The three main characteristics of MS are:

  • the formation of lesions in the central nervous system (also called plaques)
  • inflammation, and the destruction of myelin sheaths of neurons. These features interact in a complex and not yet fully understood manner to produce the breakdown of nerve tissue and in turn the signs and symptoms of the disease.
  • MS is believed to be an immune-mediated disorder that develops from an interaction of the individual's genetics and as yet unidentified environmental causes. Damage is believed to be caused, at least in part, by attack on the nervous system by a person's own immune system.

Lesions

The name multiple sclerosis refers to the scars (sclerae – better known as plaques or lesions) that form in the nervous system. These lesions most commonly affect the white matter in the optic nerve, brain stem, basal ganglia, and spinal cord, or white matter tracts close to the lateral ventricles. The function of white matter cells is to carry signals between grey matter areas, where the processing is done, and the rest of the body. The peripheral nervous system is rarely involved.

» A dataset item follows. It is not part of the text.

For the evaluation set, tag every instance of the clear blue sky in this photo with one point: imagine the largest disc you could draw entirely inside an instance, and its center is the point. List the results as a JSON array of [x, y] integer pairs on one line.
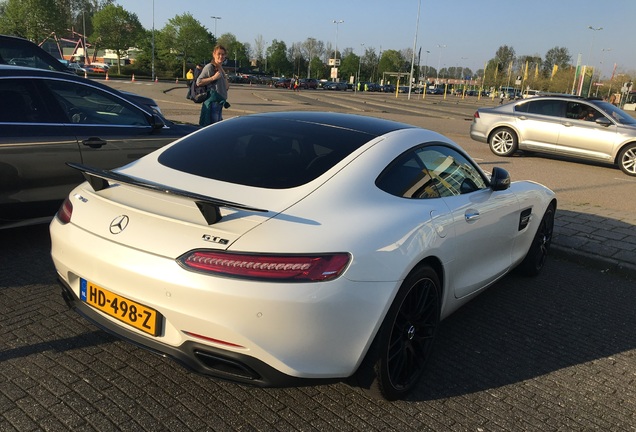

To be specific, MS involves the loss of oligodendrocytes, the cells responsible for creating and maintaining a fatty layer—known as the myelin sheath—which helps the neurons carry electrical signals (action potentials). This results in a thinning or complete loss of myelin and, as the disease advances, the breakdown of the axons of neurons. When the myelin is lost, a neuron can no longer effectively conduct electrical signals. A repair process, called remyelination, takes place in early phases of the disease, but the oligodendrocytes are unable to completely rebuild the cell's myelin sheath. Repeated attacks lead to successively less effective remyelinations, until a scar-like plaque is built up around the damaged axons. These scars are the origin of the symptoms and during an attack magnetic resonance imaging (MRI) often shows more than ten new plaques. This could indicate that there are a number of lesions below which the brain is capable of repairing itself without producing noticeable consequences. Another process involved in the creation of lesions is an abnormal increase in the number of astrocytes due to the destruction of nearby neurons. A number of lesion patterns have been described.

Inflammation

Apart from demyelination, the other sign of the disease is inflammation. Fitting with an immunological explanation, the inflammatory process is caused by T cells, a kind of lymphocyte that plays an important role in the body's defenses. T cells gain entry into the brain via disruptions in the blood–brain barrier. The T cells recognize myelin as foreign and attack it, explaining why these cells are also called "autoreactive lymphocytes".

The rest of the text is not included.